California Flood Damage and USDA Expanding Wildfire Efforts

Bob Larson
Bob Larson
From the Ag Information Network, I’m Bob Larson with your Agribusiness Update.

**Farmers in California’s Salinas Valley are still calculating crop damages from a series of storms that caused the Salinas River to overflow its banks, flooding 20,000 acres of farmland.

Total damages are difficult to access with slow receding storm waters, but the Monterey County Farm Bureau estimates losses from $40 to $50 million.

While much of the flooded acreage was dormant, thousands of acres contained newly planted vegetables and strawberries.

**The National Cattlemen’s Beef Association recently filed a Notice of Intent to sue the Department of the Interior and the U.S. Fish and Wildlife Service over the listing of the “lesser prairie chicken” under the Endangered Species Act.
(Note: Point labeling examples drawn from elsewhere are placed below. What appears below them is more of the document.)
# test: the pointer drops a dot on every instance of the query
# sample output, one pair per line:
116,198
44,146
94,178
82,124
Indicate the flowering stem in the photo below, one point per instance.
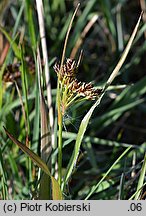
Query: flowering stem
60,124
60,120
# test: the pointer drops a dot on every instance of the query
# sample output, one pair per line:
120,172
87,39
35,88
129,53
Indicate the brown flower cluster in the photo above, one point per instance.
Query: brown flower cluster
67,75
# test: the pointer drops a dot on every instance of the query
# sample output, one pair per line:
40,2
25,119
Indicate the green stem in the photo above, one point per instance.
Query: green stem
60,149
60,124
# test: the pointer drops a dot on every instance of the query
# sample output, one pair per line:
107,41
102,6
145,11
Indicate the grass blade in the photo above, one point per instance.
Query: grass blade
109,170
141,179
56,192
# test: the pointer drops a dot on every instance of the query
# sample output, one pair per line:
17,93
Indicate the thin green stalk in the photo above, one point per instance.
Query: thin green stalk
60,149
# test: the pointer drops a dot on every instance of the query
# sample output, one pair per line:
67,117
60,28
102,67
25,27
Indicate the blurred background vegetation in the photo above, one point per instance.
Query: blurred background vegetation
101,29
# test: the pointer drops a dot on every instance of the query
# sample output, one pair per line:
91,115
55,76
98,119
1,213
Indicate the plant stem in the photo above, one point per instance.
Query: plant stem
60,124
60,119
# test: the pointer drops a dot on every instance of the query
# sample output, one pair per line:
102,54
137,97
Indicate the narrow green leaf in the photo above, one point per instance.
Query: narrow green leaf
94,188
56,192
79,139
12,42
125,53
141,179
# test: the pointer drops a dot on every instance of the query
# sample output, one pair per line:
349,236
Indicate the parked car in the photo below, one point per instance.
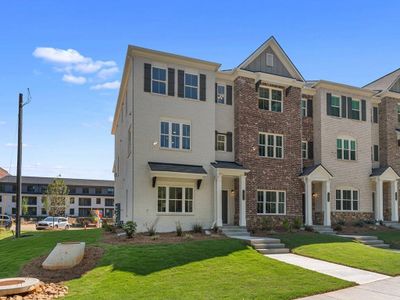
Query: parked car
53,223
5,221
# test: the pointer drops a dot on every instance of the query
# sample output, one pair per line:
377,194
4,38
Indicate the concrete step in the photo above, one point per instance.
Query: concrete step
273,251
268,246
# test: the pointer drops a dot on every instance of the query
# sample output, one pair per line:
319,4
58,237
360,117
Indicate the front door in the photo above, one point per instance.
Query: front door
224,207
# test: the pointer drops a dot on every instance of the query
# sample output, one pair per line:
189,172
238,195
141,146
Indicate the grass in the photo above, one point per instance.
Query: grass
343,251
208,269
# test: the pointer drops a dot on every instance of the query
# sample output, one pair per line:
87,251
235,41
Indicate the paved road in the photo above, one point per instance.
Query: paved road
386,289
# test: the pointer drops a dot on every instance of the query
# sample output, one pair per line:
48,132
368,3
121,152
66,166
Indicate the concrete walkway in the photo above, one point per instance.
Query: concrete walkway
383,289
335,270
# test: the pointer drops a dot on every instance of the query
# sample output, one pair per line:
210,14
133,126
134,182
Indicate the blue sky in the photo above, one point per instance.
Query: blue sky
67,124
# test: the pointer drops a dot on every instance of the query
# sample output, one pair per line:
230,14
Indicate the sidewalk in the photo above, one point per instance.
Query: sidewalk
386,289
335,270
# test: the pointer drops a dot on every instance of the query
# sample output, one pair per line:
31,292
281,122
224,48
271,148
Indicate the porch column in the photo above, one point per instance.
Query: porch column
379,200
326,195
218,185
308,206
394,196
242,200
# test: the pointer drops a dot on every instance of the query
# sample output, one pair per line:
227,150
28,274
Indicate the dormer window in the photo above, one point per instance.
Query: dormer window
270,60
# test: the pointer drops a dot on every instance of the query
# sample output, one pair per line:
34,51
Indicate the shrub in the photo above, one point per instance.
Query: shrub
130,228
287,225
297,223
178,229
197,228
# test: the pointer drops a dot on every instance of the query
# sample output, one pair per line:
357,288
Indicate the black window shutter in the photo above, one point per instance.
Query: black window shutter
229,94
328,104
350,107
181,84
147,78
344,107
310,147
202,87
171,82
364,110
309,108
229,141
216,92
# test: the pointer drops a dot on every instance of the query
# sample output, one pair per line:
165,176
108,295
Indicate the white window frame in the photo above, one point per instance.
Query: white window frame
304,109
352,190
340,105
181,136
342,150
264,202
157,80
191,86
269,60
304,151
167,199
224,141
266,134
270,100
221,95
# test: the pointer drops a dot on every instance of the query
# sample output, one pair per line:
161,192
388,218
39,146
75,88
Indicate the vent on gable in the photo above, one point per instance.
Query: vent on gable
270,60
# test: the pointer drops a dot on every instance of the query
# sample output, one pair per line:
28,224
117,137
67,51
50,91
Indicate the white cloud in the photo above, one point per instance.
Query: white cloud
74,79
59,55
107,73
112,85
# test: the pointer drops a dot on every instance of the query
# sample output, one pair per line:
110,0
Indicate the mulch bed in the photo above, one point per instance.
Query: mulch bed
160,238
89,261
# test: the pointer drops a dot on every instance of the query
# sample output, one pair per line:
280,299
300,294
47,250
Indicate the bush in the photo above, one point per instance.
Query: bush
130,228
287,225
197,228
178,229
297,223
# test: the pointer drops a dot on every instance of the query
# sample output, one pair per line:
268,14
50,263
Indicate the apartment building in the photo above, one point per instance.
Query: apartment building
198,145
84,196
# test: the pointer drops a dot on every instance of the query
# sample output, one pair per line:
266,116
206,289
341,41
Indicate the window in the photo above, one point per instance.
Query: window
175,199
270,60
355,109
175,135
191,86
304,108
271,202
158,80
270,145
346,149
304,150
220,94
85,202
347,199
376,153
221,142
270,99
335,106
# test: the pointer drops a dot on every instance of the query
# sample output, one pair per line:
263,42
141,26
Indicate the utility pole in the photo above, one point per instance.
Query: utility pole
19,164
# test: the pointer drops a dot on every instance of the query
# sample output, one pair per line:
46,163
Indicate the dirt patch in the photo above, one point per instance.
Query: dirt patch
159,238
89,261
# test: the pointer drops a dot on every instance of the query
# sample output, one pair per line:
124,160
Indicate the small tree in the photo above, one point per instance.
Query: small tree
56,194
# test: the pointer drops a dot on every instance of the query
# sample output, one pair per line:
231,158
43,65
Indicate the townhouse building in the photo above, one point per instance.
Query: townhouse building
198,145
84,196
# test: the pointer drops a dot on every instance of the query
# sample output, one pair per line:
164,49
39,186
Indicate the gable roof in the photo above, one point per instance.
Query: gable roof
273,43
384,83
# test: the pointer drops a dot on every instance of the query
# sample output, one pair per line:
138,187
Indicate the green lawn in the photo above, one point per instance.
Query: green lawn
343,251
197,269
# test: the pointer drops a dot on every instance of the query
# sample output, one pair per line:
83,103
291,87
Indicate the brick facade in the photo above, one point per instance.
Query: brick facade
268,173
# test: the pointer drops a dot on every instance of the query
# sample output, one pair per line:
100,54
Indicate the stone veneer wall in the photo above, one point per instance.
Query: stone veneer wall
268,173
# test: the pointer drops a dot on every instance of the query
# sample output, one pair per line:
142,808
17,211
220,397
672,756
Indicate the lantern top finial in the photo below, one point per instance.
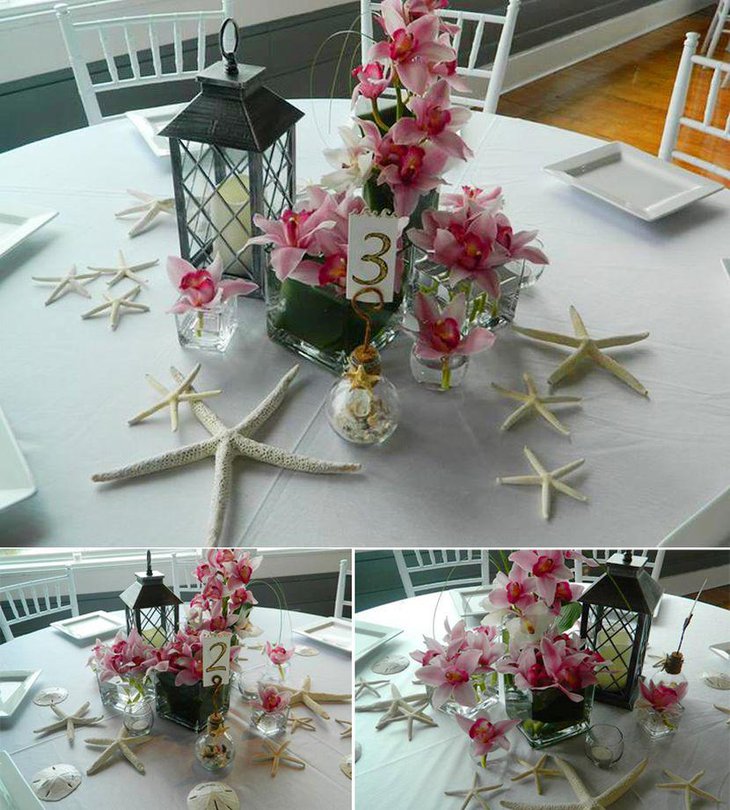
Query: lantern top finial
229,55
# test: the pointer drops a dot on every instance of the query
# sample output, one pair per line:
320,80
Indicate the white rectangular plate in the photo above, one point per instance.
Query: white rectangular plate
90,626
18,222
15,792
369,637
333,632
723,650
468,601
150,121
634,181
16,480
14,686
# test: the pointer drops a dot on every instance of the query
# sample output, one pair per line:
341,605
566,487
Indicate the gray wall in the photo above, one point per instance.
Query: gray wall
377,580
41,106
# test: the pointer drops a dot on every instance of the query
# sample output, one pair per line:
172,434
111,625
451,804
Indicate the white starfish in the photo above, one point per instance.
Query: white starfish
71,282
474,792
69,721
538,770
689,787
152,206
119,744
124,270
532,402
362,686
225,445
548,480
304,696
278,755
586,348
723,709
172,399
117,306
584,799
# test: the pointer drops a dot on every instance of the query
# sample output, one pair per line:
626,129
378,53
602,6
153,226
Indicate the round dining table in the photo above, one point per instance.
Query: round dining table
393,773
171,768
71,385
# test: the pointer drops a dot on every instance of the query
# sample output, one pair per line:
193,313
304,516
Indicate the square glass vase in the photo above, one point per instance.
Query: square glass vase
188,706
548,716
208,328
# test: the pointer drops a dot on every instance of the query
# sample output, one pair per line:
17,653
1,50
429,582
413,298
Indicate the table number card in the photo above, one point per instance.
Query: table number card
216,657
371,256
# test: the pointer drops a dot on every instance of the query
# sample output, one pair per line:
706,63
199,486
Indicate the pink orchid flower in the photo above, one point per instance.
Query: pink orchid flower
411,47
202,288
451,677
485,734
435,121
270,699
546,566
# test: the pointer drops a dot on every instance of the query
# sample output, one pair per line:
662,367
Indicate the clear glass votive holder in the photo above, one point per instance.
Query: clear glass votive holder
604,745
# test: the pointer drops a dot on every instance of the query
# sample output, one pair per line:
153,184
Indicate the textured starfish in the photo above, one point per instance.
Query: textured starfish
172,399
150,205
117,306
584,799
124,270
362,686
538,771
474,792
71,282
548,480
304,696
586,348
69,721
689,787
119,744
225,445
347,731
278,755
300,722
723,709
532,402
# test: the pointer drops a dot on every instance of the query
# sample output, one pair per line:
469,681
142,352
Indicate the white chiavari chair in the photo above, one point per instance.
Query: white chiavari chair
449,565
28,601
476,22
708,125
340,601
135,37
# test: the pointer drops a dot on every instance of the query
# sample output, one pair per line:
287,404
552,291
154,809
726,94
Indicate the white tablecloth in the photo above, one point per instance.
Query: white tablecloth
70,385
393,773
172,770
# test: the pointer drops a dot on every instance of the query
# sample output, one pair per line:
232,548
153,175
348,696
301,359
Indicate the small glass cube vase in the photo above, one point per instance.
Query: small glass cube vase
270,724
208,328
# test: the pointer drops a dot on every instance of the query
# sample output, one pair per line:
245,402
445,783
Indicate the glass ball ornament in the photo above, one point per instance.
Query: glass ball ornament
363,406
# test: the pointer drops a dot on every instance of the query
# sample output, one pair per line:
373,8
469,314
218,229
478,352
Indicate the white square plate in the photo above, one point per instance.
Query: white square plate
369,637
14,686
634,181
151,121
16,480
15,792
333,632
18,222
468,601
90,626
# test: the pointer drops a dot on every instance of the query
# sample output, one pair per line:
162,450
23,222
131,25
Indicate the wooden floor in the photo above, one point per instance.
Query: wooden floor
623,94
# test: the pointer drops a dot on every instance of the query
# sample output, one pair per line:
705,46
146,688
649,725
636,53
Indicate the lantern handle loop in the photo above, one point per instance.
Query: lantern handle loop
229,56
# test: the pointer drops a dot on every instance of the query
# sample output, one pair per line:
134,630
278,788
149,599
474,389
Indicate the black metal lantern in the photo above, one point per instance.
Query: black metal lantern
151,607
615,622
232,150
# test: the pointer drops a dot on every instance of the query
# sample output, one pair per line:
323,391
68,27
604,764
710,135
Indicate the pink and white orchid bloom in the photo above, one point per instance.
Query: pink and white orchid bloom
412,48
202,288
485,734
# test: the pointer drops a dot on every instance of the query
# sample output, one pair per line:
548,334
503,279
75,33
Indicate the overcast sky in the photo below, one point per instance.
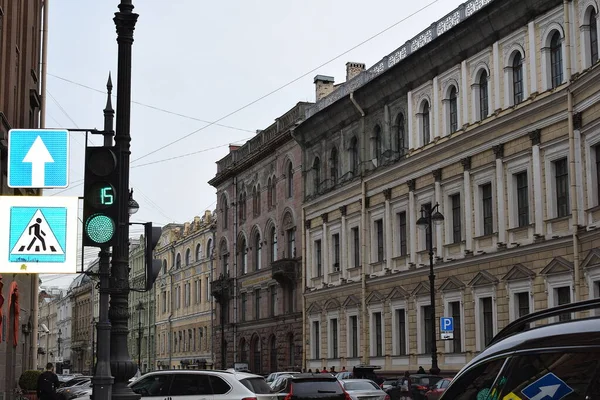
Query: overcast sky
204,60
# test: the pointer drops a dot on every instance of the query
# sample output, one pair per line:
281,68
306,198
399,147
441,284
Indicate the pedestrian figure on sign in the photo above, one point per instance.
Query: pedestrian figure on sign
36,234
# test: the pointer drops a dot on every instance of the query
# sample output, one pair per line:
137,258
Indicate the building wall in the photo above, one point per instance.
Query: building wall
486,275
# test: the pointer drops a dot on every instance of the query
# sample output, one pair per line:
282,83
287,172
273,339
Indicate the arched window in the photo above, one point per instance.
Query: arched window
425,128
257,252
452,110
354,159
401,140
483,96
334,166
593,37
198,252
517,70
290,180
556,60
317,175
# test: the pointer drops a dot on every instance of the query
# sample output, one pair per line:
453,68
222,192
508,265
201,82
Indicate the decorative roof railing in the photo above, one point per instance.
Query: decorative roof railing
436,29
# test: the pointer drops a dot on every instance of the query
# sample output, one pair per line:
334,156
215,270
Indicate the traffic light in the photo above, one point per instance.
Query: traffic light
152,235
100,197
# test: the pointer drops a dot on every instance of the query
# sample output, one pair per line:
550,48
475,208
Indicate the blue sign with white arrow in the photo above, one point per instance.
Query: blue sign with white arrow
38,158
548,387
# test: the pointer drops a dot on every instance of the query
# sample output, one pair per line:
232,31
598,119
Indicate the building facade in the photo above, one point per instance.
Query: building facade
20,48
257,277
491,113
182,290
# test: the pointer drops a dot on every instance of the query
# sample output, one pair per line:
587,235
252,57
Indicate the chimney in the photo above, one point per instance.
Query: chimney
323,86
353,69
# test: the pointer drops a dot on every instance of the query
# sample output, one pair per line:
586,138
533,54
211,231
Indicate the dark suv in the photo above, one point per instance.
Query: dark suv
311,386
558,360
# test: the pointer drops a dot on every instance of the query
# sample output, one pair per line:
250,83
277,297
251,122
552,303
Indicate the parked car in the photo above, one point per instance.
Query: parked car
557,360
436,390
364,389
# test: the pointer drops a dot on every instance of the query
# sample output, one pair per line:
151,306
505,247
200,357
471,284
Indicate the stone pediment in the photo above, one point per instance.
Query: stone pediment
558,266
332,304
483,278
452,284
398,293
351,301
314,308
592,260
519,272
422,289
374,297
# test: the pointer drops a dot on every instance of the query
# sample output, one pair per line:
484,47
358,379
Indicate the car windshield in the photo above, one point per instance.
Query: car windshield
360,385
256,385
NCBA Associate Director of Government Affairs Sigrid

Johannes says, the lesser prairie chicken only survives today because of the voluntary conservation efforts of ranchers,” adding, there are numerous places where this listing goes seriously wrong and we are defending ranchers against this overreaching, unscientific rule.

**Ag Secretary Tom Vilsack announced his agency is expanding efforts to reduce the risk of wildfires in the western U.S.

Funds will be invested to directly protect at-risk communities and critical infrastructure in 11 additional landscapes in Arizona, California, Idaho, Nevada, Oregon, Utah, and Washington.

Vilsack says, it’s no longer a matter of IF a wildfire will threaten many western communities, it’s a matter of WHEN.